A Letter to Joel

A lot of teachers write to me, asking about what it is like to teach in international schools around the world. Joel wrote to me and he suggested that it might not be a good idea to teach Chinese students.

Dear Joel,

Well, you should speak as you find, as they say. If you have come across some lazy or poorly-motivated Chinese students, then fair enough. But that is not my experience.

I have been teaching at Green Oasis School (GOS) for more than four years now. Before that, I was in the UK, Kenya, Saudi Arabia, Egypt, Romania, the UAE and Qatar. During my travels I have come across more than my fair share of badly-behaved and lazy students. Now I am a primary school teacher and I wondered whether the older students at GOS became absolutely horrible as soon as they left the primary section, but my colleagues in the senior school all tell me the same thing. In so far as it is possible for teenagers to be pleasant and well-behaved, ours certainly are.

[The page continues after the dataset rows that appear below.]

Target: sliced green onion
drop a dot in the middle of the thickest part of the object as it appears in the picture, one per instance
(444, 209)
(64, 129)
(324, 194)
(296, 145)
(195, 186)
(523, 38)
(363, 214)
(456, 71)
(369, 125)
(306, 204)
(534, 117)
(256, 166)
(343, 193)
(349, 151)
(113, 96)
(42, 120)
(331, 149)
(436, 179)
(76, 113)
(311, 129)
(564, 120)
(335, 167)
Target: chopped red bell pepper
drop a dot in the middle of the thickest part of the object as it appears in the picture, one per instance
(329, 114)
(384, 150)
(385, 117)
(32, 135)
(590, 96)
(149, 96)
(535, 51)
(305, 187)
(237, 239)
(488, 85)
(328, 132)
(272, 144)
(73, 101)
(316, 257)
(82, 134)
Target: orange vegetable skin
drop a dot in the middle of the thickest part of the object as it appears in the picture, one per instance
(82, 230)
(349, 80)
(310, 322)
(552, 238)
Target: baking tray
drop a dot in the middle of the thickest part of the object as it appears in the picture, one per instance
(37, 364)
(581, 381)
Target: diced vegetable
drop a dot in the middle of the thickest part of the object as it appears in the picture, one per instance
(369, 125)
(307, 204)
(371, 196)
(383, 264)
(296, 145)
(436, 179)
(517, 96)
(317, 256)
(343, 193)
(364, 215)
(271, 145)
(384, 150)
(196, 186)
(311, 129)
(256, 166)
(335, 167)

There are lots of reasons why Chinese students are much more motivated and well-mannered than students in the UK or just about anywhere else.

First of all, Chinese schools (the government run schools) are unspeakably awful and my guess is that the students at GOS know this very well. They like being at GOS and they do not want to leave! Secondly, their parents are paying a heck of a lot of money. Thirdly, we are over-subscribed. I have told my students, "If you do not want to work, why don't you leave? There are lots of other children who would like to sit where you are sitting!" 

For most GOS students, their academic work is incredibly tough because it is all in English and their first language is Mandarin. Therefore they need to get on with their work and not waste any time. There are 1.4 billion people in China, so it is a competitive place. Parents tell this to their children and of course the parents themselves are very much aware that an English-style education is a valuable asset in China. It is also the key that might allow their child to avoid the dreaded gao kao (the ghastly entrance test for Chinese universities) and instead their little darlings have the option of going to a university in the US or the UK. Each year we have the Dragon Boat Festival and it is supposed to be about a famous poet who was drowned. Chinese high school students say that the poet drowned himself because he did not want to tell his parents that he had failed the gao kao.

Confucianism is still a powerful philosophy in China. It stresses children's obedience to their parents and respect for authority - things that seem to have gone a bit out of fashion in the UK. Therefore most students get on with their homework, even if they find it tough or boring. Amy Chua's book  Battle Hymn of the Tiger Mother is perhaps a rather extreme example of this.

As well as Confucianism, there is simple patriotism. All classrooms have a Chinese flag on the wall and once a month the Chinese flag is raised. The GOS students stand in line and sing the Chinese national anthem. Have you ever seen that done at a school in the UK? (No? Somehow I thought not.) In other words, at Green Oasis the school is keen to promote the idea that hard work and doing your best are part and parcel of being Chinese.  

At GOS, we make a point of supporting traditional Chinese values. One boy was made to leave my class for the rest of the year because he was disrespectful to his grandfather. The other children complained about him and they were upset.

Once I had a mother of a student in my class who thought that it was fine for her daughter to do two hours of piano practice after a long school day. I could give you plenty of other examples. Loads of Chinese children have private tutoring, during the week and at weekends as well. "Why don't you let your daughter have a childhood?" was a comment I once made to the mother of a girl in my class.

Last but by no means least, there is Mandarin. At school I learned French and Latin, while at university I studied Greek and Hebrew. As my dear wife is Russian and we have properties in Bulgaria, I have learned a bit about Russian and Bulgarian. Mandarin, however, is in a completely different league. It is, by its very nature, a far more difficult language. For a start, English has an alphabet of 26 letters, but Mandarin does not. Instead, there are estimated to be something like 40,000 separate, individual characters (little pictures) in Mandarin. So that must mean that Mandarin is 1,538 times more difficult than English! Actually a lot of the Mandarin characters are very rare and hardly used, so most educated people in China probably know about 5,000 characters. This would mean that Mandarin is only 192 times more difficult, if I have pressed the right buttons on my calculator. So does that mean that Chinese children are 192 times more intelligent than English children? Or does that mean that everything else seems a lot easier, if you have studied Mandarin? Perhaps the mental effort required to learn this language has a profound effect on your brain, the intellectual equivalent of running a Marathon. If you are trying to learn Mandarin and English at the same time, then the demands on your patience and concentration must be very great indeed. So are my students stressed out? No, they are not. At Green Oasis the students seem to be a happy, hard-working and well-adjusted bunch of youngsters.   

Well, I hope that you will seriously consider applying for some teaching jobs in China. It's an exciting place.